Last Updated: 11/30/2007

Fall quarter

Faculty: David Marr American studies

Major areas of study include literature and philosophy.

Class Standing: Juniors or seniors; transfer students welcome.

Art lives only on the constraints it imposes on itself; it dies of all others.

–Albert Camus

Scheherazade agrees. For it was she who told the Sultan stories in order to live another day. She had to get the words right, or else. Death Considered considers the words–the forms–writers and philosophers use when they breathe life into the problem of human death.

The inescapability of death can concentrate the mind. The contemporary philosopher Odo Marquard argues that from the facts of life’s brevity and death’s finality it follows that absolute personal choices are senseless. From other philosophers come perplexing questions: Given that the human being knows he or she will die, how does he or she know this? Is it even possible to imagine one’s own death?

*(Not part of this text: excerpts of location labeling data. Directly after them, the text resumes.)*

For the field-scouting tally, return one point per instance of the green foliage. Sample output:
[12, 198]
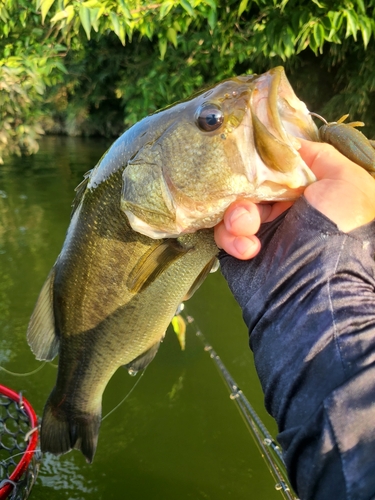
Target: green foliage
[96, 66]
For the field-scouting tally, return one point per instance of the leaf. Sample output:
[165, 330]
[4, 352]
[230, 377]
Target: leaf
[94, 18]
[172, 36]
[84, 14]
[165, 8]
[366, 29]
[212, 18]
[318, 33]
[361, 6]
[59, 16]
[242, 7]
[45, 6]
[70, 11]
[352, 23]
[115, 22]
[124, 9]
[189, 9]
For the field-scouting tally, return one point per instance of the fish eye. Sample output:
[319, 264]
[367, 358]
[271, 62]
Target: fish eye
[209, 117]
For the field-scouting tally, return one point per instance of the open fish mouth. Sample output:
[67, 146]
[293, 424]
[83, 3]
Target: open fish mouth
[236, 140]
[275, 104]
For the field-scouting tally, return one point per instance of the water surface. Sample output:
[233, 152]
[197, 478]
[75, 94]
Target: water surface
[178, 435]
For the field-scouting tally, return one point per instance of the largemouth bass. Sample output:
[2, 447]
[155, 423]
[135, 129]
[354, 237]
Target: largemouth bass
[140, 242]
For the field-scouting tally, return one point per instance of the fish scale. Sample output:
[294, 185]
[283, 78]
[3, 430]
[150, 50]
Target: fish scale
[140, 238]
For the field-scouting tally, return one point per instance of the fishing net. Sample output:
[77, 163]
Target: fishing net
[19, 458]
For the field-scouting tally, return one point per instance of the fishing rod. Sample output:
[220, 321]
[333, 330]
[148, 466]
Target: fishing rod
[268, 448]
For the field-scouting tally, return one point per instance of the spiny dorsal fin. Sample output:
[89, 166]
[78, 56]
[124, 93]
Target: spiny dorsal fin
[80, 191]
[201, 277]
[143, 360]
[41, 334]
[153, 263]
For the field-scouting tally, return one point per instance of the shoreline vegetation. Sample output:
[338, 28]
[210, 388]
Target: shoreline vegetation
[96, 67]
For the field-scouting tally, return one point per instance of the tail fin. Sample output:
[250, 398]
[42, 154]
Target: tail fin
[64, 428]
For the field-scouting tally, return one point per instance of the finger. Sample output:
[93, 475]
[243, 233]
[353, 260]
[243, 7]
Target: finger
[277, 209]
[243, 217]
[325, 161]
[241, 247]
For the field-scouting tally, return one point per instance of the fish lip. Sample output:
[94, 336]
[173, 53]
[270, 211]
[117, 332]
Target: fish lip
[279, 96]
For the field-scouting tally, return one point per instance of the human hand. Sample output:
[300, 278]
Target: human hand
[344, 192]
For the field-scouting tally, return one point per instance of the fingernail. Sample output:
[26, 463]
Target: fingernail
[242, 244]
[241, 216]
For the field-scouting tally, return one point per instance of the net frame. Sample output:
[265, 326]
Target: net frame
[28, 456]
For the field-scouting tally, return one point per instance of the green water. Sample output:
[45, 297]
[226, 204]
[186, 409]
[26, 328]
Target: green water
[178, 435]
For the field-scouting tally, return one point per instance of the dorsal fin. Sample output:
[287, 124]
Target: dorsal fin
[80, 191]
[153, 263]
[41, 333]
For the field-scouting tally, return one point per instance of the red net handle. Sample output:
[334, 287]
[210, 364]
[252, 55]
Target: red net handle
[33, 440]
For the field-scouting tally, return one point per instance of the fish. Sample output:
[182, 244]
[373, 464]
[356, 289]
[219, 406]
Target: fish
[140, 239]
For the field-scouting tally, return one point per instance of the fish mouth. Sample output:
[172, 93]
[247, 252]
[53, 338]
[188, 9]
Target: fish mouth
[275, 104]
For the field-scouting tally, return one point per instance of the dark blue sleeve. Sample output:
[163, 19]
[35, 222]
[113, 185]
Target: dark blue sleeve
[309, 303]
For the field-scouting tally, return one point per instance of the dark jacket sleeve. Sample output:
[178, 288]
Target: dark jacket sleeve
[309, 303]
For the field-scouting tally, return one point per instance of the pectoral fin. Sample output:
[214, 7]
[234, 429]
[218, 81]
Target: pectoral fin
[143, 360]
[153, 263]
[80, 191]
[201, 277]
[41, 333]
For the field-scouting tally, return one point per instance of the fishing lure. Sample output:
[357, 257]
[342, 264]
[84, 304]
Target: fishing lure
[349, 141]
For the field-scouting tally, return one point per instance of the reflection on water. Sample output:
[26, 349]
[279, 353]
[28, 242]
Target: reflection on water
[64, 475]
[178, 434]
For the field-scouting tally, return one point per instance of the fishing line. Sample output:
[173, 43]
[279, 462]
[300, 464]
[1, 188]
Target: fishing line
[267, 446]
[126, 397]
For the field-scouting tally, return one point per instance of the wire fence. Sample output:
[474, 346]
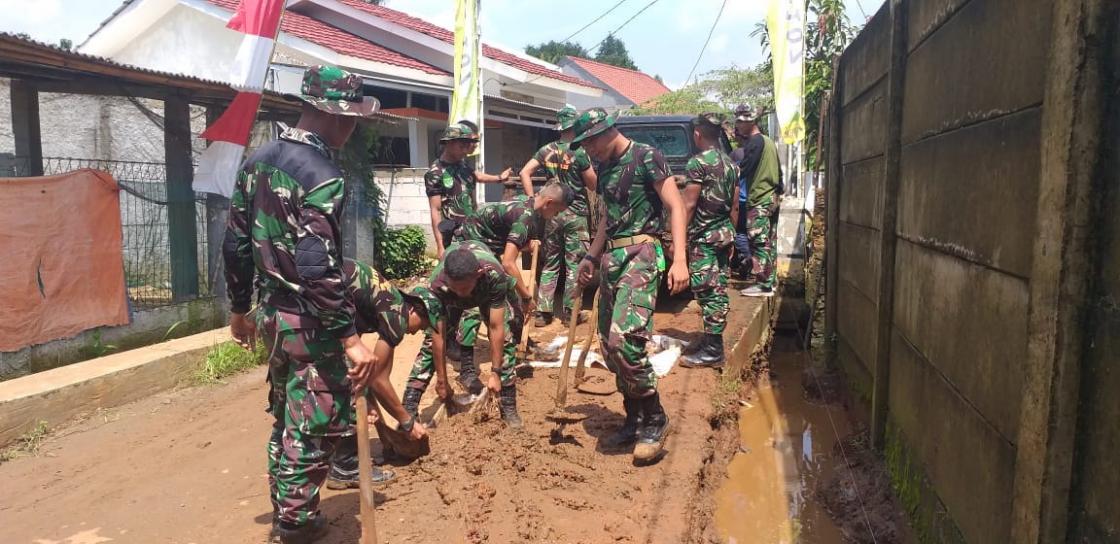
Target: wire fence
[145, 226]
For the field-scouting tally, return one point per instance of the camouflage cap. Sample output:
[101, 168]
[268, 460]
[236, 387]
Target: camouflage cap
[710, 118]
[458, 131]
[432, 307]
[335, 91]
[567, 118]
[746, 112]
[591, 122]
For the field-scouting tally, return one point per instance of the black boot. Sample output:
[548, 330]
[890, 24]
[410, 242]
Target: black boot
[304, 534]
[411, 401]
[468, 373]
[507, 404]
[651, 437]
[710, 354]
[627, 433]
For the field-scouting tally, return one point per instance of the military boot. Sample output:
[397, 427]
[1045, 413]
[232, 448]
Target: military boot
[651, 437]
[710, 354]
[302, 534]
[627, 433]
[507, 405]
[411, 401]
[468, 373]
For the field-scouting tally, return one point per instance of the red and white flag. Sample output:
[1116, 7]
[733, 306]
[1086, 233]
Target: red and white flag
[259, 20]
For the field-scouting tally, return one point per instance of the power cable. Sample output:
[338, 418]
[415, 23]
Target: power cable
[706, 41]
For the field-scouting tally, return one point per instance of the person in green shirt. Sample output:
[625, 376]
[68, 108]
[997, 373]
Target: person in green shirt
[567, 235]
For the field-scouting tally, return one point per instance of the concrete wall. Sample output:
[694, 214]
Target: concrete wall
[940, 151]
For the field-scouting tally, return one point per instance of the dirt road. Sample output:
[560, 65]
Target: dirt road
[188, 467]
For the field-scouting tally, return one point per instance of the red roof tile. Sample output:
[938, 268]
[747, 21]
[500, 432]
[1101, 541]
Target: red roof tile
[339, 40]
[636, 86]
[447, 36]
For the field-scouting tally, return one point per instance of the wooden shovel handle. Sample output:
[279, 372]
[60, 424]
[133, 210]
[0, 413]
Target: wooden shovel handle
[365, 472]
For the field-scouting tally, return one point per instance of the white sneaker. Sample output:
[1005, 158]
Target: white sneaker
[757, 291]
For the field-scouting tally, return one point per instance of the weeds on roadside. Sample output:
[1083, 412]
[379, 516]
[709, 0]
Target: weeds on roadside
[28, 444]
[227, 358]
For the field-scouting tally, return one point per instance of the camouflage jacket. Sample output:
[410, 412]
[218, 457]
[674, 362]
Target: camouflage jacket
[283, 232]
[379, 306]
[717, 176]
[513, 222]
[455, 185]
[568, 167]
[493, 290]
[626, 185]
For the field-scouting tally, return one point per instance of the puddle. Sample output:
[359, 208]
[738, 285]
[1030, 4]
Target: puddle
[785, 448]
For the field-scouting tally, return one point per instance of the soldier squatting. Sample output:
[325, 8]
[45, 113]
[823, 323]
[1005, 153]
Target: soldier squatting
[599, 225]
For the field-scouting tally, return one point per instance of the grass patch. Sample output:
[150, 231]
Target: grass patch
[28, 444]
[226, 359]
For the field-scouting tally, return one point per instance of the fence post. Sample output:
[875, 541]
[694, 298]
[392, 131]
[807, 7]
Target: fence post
[183, 236]
[832, 212]
[25, 124]
[896, 81]
[1064, 260]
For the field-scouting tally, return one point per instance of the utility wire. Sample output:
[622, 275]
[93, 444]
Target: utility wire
[706, 41]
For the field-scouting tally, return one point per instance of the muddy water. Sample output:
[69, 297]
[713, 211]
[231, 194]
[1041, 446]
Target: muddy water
[785, 448]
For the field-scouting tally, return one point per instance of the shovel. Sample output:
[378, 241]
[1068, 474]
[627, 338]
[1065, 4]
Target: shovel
[365, 474]
[559, 414]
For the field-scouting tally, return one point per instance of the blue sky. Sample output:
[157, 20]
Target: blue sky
[665, 39]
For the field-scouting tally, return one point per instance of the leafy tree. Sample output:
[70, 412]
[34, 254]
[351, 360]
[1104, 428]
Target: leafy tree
[613, 52]
[552, 52]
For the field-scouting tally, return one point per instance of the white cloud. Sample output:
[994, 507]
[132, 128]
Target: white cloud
[16, 13]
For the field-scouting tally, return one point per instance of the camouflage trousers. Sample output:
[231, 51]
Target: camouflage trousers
[423, 369]
[762, 227]
[565, 244]
[628, 294]
[309, 400]
[708, 268]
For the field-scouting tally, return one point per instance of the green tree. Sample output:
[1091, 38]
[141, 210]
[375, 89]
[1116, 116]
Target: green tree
[613, 52]
[552, 52]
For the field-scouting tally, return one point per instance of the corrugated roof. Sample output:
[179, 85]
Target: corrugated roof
[636, 86]
[447, 36]
[339, 40]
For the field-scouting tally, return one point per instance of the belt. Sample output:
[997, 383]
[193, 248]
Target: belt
[628, 241]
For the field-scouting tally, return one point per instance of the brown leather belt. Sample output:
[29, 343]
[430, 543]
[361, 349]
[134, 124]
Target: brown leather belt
[628, 241]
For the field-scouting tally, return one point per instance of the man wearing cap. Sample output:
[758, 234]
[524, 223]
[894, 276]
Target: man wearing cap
[283, 234]
[708, 198]
[635, 184]
[567, 235]
[506, 228]
[381, 308]
[758, 200]
[468, 277]
[450, 184]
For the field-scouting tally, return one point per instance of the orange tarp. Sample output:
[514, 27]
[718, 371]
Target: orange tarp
[62, 269]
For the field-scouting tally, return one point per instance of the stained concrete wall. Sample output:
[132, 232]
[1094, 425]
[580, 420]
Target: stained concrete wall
[963, 214]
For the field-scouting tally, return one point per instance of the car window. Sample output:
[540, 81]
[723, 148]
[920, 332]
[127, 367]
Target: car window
[672, 141]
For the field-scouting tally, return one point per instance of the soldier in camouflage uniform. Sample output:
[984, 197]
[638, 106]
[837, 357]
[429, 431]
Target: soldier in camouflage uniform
[383, 309]
[635, 185]
[567, 235]
[450, 184]
[283, 234]
[469, 277]
[506, 228]
[709, 197]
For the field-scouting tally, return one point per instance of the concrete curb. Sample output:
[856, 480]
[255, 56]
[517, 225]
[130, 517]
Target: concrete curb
[57, 395]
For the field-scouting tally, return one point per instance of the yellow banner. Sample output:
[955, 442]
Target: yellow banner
[785, 22]
[466, 99]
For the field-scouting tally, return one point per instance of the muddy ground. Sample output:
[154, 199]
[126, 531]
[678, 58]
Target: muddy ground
[188, 467]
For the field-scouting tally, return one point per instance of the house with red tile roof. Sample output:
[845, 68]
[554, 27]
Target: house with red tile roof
[623, 87]
[406, 62]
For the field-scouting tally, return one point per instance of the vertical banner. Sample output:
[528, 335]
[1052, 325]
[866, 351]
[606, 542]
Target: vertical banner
[785, 22]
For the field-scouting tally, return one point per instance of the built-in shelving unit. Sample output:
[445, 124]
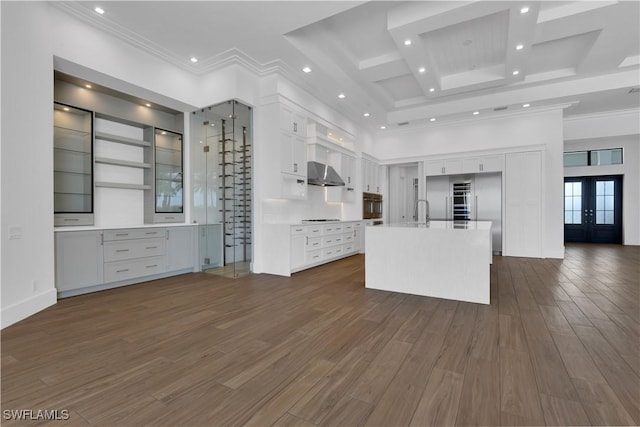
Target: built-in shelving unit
[73, 165]
[116, 162]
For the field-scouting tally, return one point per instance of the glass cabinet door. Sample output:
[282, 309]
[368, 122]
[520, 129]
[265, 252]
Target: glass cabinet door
[72, 165]
[169, 199]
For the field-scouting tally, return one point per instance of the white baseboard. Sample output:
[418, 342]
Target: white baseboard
[27, 307]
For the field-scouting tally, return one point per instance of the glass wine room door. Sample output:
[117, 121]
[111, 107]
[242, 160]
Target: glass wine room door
[222, 190]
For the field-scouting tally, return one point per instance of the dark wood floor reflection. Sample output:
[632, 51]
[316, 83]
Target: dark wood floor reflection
[559, 345]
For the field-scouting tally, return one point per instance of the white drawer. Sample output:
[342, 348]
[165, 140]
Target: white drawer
[314, 230]
[332, 240]
[331, 229]
[130, 249]
[314, 256]
[133, 233]
[123, 270]
[330, 252]
[298, 229]
[314, 243]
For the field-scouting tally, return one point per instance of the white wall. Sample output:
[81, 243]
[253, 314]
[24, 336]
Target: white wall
[511, 132]
[612, 130]
[27, 161]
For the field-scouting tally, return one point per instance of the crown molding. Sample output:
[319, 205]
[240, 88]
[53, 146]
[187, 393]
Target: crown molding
[635, 112]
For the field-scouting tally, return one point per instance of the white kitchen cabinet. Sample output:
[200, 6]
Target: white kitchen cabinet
[370, 176]
[293, 154]
[298, 249]
[292, 121]
[92, 260]
[78, 259]
[345, 166]
[443, 167]
[180, 248]
[483, 164]
[523, 205]
[439, 198]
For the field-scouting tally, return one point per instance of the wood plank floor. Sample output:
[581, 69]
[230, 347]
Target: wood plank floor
[559, 345]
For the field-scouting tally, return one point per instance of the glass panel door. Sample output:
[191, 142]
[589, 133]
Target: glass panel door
[222, 190]
[72, 165]
[593, 209]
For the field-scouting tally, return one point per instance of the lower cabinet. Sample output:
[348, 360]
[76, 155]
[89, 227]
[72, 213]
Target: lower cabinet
[78, 259]
[88, 261]
[312, 245]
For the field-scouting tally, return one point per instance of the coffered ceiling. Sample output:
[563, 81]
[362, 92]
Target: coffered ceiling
[400, 62]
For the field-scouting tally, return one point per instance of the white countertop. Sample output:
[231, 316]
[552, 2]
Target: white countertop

If my death is not one of my experiences, in what sense is it mine?

In Death Considered we will read the following works of prose fiction and philosophy: Herman Melville, Moby-Dick; Fyodor Dostoevsky, The Brothers Karamazov; Leo Tolstoi, Anna Karenina; Henry James, Portrait of a Lady; James Joyce, Dubliners; Thomas Mann, The Magic Mountain; William Faulkner, Light in August; Albert Camus, The Fall and Resistance, Rebellion and Death; Ralph Ellison, Invisible Man; Saul Bellow, The Adventures of Augie March; and Odo Marquard, In Defense of the Accidental.

Death Considered is for the intellectually curious, diligent student. There will be weekly in-class exams on the reading, seminar reports on the authors’ lives and times, one essay on an assigned topic, scheduled conferences, a comprehensive final exam; full attendance is required.

Credits: 16 per quarter

Enrollment: 25

Books: www.tescbookstore.com

Program is preparatory for careers and future studies in any field requiring competence in the uses of language, conceptual analysis and interpretation, such as literature, philosophy, history, law and public service.